Using the 20-rule proof system (replacement rules, rules of inference, conditional proof, and reductio ad absurdum) and given these 3 premises:
I know that since I'm trying to prove a biconditional, the penultimate step will be (A -> C) * (C -> A), but not sure how to get there... should I be using conditional proof to start off or conditional exchange? Any help would be greatly appreciated!
given that the two main things you need to prove are A -> C and C -> A. As a general strategy, it is often the easiest to do so with conditional proofs. Given the three assumptions you've been given, it's also a successful strategy.
There's quite a few different syntaxes and allowed procedures (it'd be better to give a link or spell out what you can and cannot use rather than just saying "20-rule proof system").
Here's how I'd do it:
1.| A -> ~ B P
2.| ~C -> B P
3.|_ ~A -> ~C P
4.| |_ A A
5.| | ~B MP 1,4
6.| | ~~C MT 5,2
7.| | C DN 6
8.| A -> C CP 4-7
9.| |_ C A
10.| | ~~C DN 9
11.| | ~~A MT 10
12.| | A DN 11
13.| C -> A CP 10-12
14.| (A -> C) & (C -> A) &I 9,13
15.| A <-> C BiCond.
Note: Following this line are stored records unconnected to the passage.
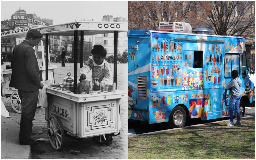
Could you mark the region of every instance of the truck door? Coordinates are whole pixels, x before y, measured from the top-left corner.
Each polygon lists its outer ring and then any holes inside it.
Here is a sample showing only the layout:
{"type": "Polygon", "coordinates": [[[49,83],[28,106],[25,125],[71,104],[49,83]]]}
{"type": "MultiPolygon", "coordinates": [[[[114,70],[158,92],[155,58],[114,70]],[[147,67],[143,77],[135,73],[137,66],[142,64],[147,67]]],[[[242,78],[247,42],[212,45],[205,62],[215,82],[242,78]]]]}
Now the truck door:
{"type": "Polygon", "coordinates": [[[129,39],[128,83],[131,90],[128,100],[131,100],[132,98],[133,102],[137,101],[137,104],[134,103],[132,107],[129,107],[129,109],[142,111],[148,109],[148,79],[150,70],[149,40],[149,38],[129,39]]]}

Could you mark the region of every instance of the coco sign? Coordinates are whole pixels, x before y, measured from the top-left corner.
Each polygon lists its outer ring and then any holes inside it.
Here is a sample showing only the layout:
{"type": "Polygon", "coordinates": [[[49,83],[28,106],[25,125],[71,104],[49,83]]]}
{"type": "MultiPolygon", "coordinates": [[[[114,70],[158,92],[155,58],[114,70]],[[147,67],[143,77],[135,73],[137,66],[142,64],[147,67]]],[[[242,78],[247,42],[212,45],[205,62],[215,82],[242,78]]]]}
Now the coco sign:
{"type": "Polygon", "coordinates": [[[108,24],[107,23],[104,24],[102,24],[101,23],[99,23],[98,24],[98,27],[100,28],[102,28],[103,26],[105,28],[108,28],[109,27],[112,28],[114,28],[115,27],[117,28],[120,28],[121,27],[120,25],[119,24],[116,24],[116,26],[114,24],[111,24],[110,25],[108,25],[108,24]]]}

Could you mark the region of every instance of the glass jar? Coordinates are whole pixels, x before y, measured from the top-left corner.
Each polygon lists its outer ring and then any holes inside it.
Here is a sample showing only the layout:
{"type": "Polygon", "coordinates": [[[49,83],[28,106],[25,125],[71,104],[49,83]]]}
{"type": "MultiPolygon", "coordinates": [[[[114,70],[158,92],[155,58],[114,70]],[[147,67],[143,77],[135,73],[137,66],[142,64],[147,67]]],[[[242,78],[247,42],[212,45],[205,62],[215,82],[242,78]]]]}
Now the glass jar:
{"type": "Polygon", "coordinates": [[[9,62],[7,62],[7,64],[5,66],[5,69],[11,69],[11,66],[10,66],[10,65],[9,64],[9,62]]]}
{"type": "Polygon", "coordinates": [[[97,93],[100,92],[100,85],[99,83],[99,78],[95,78],[95,82],[93,84],[93,91],[97,93]]]}

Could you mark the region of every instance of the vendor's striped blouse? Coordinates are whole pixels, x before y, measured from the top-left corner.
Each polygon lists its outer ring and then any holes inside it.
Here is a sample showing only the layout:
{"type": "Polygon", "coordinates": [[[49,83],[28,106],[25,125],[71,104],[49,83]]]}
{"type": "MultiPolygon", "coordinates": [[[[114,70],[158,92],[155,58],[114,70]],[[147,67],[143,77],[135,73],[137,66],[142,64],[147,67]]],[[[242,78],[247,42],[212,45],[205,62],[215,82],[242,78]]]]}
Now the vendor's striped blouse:
{"type": "Polygon", "coordinates": [[[83,73],[86,75],[90,70],[92,70],[92,78],[93,83],[95,81],[94,78],[95,77],[99,78],[99,82],[101,82],[104,77],[111,79],[113,68],[110,64],[105,60],[100,65],[96,64],[93,60],[89,60],[84,63],[84,65],[80,69],[80,75],[81,76],[83,73]]]}

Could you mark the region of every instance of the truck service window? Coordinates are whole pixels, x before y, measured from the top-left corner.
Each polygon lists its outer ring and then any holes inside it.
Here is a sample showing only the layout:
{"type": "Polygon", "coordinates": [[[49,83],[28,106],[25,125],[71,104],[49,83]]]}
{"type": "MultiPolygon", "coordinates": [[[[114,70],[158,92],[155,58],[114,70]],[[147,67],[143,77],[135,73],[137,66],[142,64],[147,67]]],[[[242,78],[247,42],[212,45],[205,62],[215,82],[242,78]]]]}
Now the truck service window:
{"type": "Polygon", "coordinates": [[[202,51],[194,51],[194,68],[203,68],[203,52],[202,51]]]}
{"type": "Polygon", "coordinates": [[[238,54],[225,55],[224,58],[224,77],[226,78],[231,78],[231,72],[234,70],[237,70],[238,76],[240,74],[240,55],[238,54]]]}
Int 14
In the above A = assumption, | means we are in a subproof, DN = double negation, MT = modus tollens, MP = modus ponens, CP = conditional proof, &I = conjunction introduction, and BiCond Int = biconditional introduction. For some proof systems, you need to use R to repeat things to use them in subproofs (omitted).
The largest dependency in the above is MT. If you need to avoid it, then the basic pattern is:
1.| P -> Q P
2.|_ ~Q P
3.| |_ P A
4.| | Q MP 1,3
5.| | Q & ~Q &I 2,4
6.| ~P ~I 3-5
which you would need to substitute for each use of MT.